Image: Courtesy of Sotheby’s

£4.6 million – The Canterbury Tales by Geoffrey Chaucer

The Canterbury Tales

The sale of The Canterbury Tales by Geoffrey Chaucer went above and beyond the expectations of auction house Christie’s, which predicted that it would fetch around £700,000 at most.

In fact, the book reached £4.6 million ($7.5 million) at a Christie’s auction in London in 1998 when it was sold to the late British philanthropist Sir Paul Getty.

The edition is one of only 12 copies printed by William Caxton in the 1470s which are believed to still be in existence.

£4.3 million – First Folio by William Shakespeare


A rare copy of the first collected edition of Shakespeare’s plays, known as the First Folio, fetched £4.3 million ($6.1 million) when it was auctioned off by Christie’s in New York in 2001 – double the amount the auction house estimated it would be sold for.

Considered to be one of the most important books in English literature, the book – formerly titled Comedies, Histories & Tragedies – contains eighteen plays, including Tempest, Taming of the Shrew, Macbeth and several other Shakespeare classics.

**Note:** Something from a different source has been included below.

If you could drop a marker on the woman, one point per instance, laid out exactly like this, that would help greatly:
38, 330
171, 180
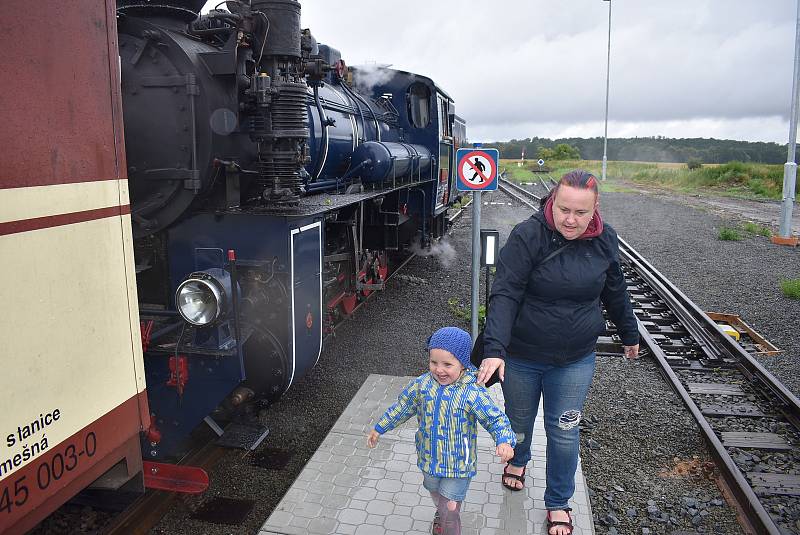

Published in 1623, it was sold in its original, seventeenth-century calf skin binding to Microsoft co-founder Paul Allen. Another copy of First Folio sold for £2.8 million ($5.2 million) in 2006.

$4.5 million – Traité des Arbres Fruitiers by Henri Louis Duhamel du Monceau

Arbres Fruitiers_

Sold by auction house Pierre Berge auction & Associes in Brussels in 2006, Traité des Arbres Fruitiers is a collection of French botanist Henri Louis Duhamel du Monceau’s 30-year observations of fruit trees.

Written in the eighteenth century, the five-volume book – which means Treatise on Fruit Trees’ in English – features sixteen species of fruit trees.

£1.95 million – The Tales of Beedle the Bard by J.K. Rowling


One of only seven handwritten copies of J.K. Rowling’s The Tales of Beedle the Bard in existence was sold at auction by Sotheby’s in 2007, raising £1.95 million ($3.98 million) for children’s charity Lumos.

Illustrated on vellum, bound in brown Morocco leather and mounted with different semi-precious stones, the rare edition of five wizarding fairy tales exceeded expectations for it to fetch up to £50,000.

The book played a central role in the seventh Harry Potter title, in which a volume was left to Hermione Granger by Hogwarts head teacher Albus Dumbledore. The 157-page book was sold to Amazon.